Perhaps the most famous, notorious, well loved, well hung and controversial painting in Australia.
Chloé was painted in 1875 by Jules Lefebvre (1836-1911) and was exhibited to great popular acclaim winning gold medals in the Paris Salon in 1875, the Sydney International Exhibition of 1879 and the Melbourne International Exhibition of 1880.
She was purchased in 1882 by a surgeon, Thomas Fitzgerald (later Sir Thomas) and subsequently loaned to the National Gallery of Victoria. In 1883, after three weeks of exhibition, she fell victim to Victorian "wowserism" (puritanical fanaticism) when outraged citizens objected to seeing the naked female form displayed on the Sabbath.
Upon the death of Sir Thomas in 1908, Chloé was purchased by Henry Figsby Young, an ex-digger turned hotel proprietor, for the very considerable sum of 800 pounds.
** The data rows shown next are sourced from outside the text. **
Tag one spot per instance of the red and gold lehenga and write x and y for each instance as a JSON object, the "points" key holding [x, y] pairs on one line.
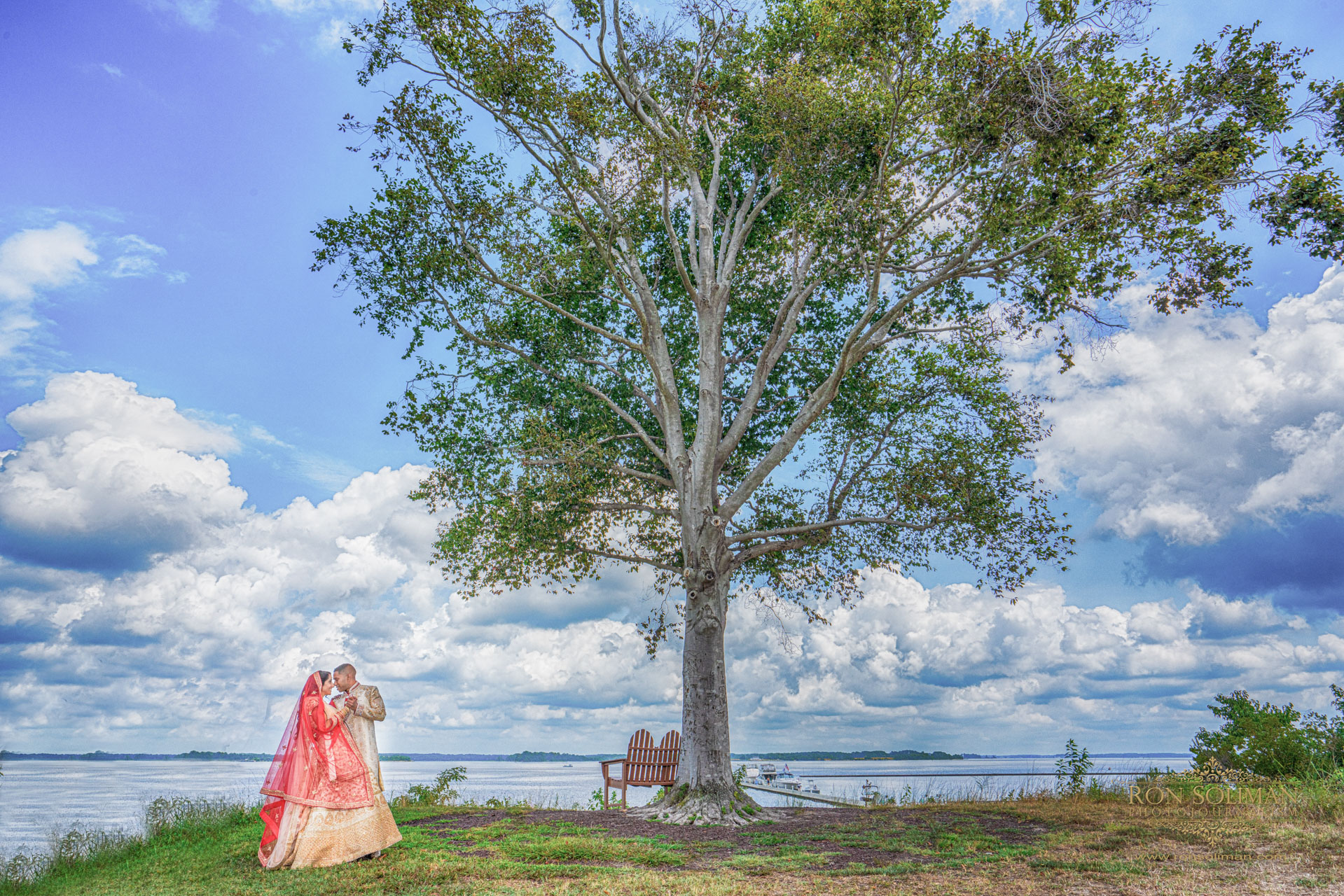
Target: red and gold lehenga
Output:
{"points": [[320, 808]]}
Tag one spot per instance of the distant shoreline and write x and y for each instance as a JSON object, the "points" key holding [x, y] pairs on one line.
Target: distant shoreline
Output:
{"points": [[527, 755]]}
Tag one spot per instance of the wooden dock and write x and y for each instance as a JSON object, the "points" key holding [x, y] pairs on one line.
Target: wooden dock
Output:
{"points": [[796, 794]]}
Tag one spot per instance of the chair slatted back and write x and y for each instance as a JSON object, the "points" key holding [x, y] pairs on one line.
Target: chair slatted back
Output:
{"points": [[670, 757], [639, 760], [646, 764]]}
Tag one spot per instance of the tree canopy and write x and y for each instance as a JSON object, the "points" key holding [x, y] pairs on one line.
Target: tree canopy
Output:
{"points": [[728, 302]]}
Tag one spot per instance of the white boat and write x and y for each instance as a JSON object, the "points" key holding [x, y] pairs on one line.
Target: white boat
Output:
{"points": [[788, 780]]}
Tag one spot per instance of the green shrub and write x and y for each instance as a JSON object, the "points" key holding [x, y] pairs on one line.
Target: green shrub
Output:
{"points": [[441, 793], [1273, 742], [1072, 769]]}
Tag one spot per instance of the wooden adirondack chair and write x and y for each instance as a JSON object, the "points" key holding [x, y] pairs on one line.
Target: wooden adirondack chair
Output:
{"points": [[644, 764]]}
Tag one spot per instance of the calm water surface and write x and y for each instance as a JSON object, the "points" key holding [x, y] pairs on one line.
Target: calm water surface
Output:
{"points": [[39, 797]]}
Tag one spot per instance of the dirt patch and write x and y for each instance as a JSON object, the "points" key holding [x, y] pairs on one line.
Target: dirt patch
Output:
{"points": [[826, 839]]}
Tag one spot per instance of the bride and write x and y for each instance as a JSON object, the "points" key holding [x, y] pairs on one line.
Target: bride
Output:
{"points": [[320, 808]]}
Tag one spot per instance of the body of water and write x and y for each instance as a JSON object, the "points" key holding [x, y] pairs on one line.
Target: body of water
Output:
{"points": [[42, 797]]}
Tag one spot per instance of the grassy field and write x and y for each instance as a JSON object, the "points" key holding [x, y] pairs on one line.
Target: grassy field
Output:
{"points": [[1045, 846]]}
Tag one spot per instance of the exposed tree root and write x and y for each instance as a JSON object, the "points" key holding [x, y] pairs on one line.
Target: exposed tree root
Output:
{"points": [[683, 806]]}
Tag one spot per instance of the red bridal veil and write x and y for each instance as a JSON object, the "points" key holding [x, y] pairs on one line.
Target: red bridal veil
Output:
{"points": [[316, 764]]}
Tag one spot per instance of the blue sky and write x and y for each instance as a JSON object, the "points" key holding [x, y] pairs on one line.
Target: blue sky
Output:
{"points": [[198, 503]]}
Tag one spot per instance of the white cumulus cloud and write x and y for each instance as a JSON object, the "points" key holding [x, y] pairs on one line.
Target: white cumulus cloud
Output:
{"points": [[104, 465], [1191, 424], [207, 638], [33, 261]]}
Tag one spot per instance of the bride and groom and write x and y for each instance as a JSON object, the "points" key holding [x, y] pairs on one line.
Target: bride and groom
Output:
{"points": [[324, 792]]}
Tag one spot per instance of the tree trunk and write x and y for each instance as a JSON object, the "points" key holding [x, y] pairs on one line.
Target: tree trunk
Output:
{"points": [[706, 764], [706, 793]]}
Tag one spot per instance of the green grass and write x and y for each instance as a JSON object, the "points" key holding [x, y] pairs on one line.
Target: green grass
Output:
{"points": [[202, 849]]}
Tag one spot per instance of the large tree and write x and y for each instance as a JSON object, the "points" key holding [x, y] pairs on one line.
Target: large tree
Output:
{"points": [[726, 302]]}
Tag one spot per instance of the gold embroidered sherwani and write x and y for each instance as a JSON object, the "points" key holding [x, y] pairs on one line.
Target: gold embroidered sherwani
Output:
{"points": [[362, 707]]}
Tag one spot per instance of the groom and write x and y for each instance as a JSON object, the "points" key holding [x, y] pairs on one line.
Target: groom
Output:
{"points": [[361, 707]]}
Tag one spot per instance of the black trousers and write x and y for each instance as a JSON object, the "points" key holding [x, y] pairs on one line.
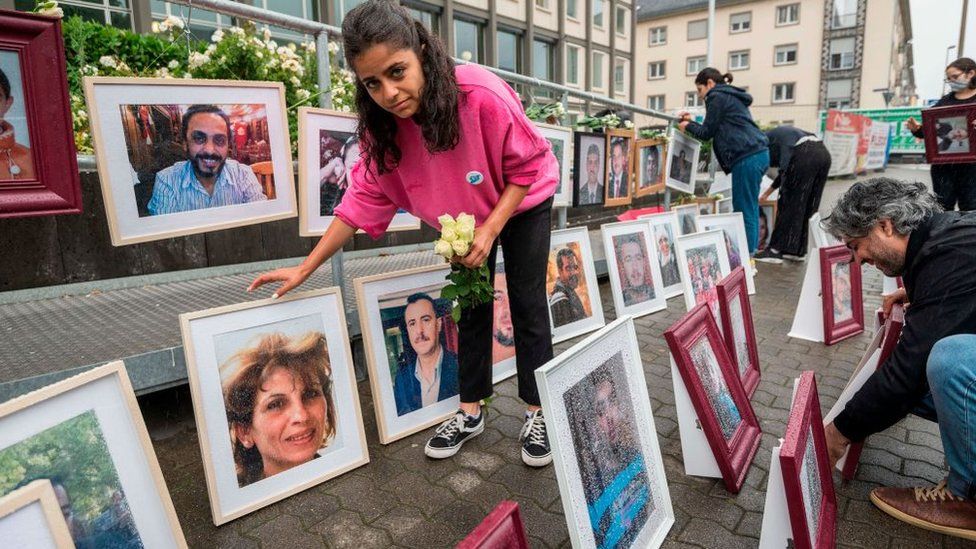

One story relates that Henry took the painting back to his home above Young and Jackson's Hotel and hid it from his wife. While he was away and she was "spring cleaning", the irate wife discovered it and banished it to the public bar, which ironically turned it into a smash hit. It has remained there ever since, apart from touring Australia to raise funds for the Red Cross during World War I and being loaned as the centre-piece for the exhibition "Narratives, nudes and landscapes" at the National Gallery of Victoria in 1995.
As for the model "Chloeé", she had posed for the painting when she was 19, had subsequently fallen in love with Jules Lefebvre and when the artist married her sister, she was devastated. She boiled up phosphorous match-heads, drank the poisonous concoction and died tragically, at 21. Or so they say!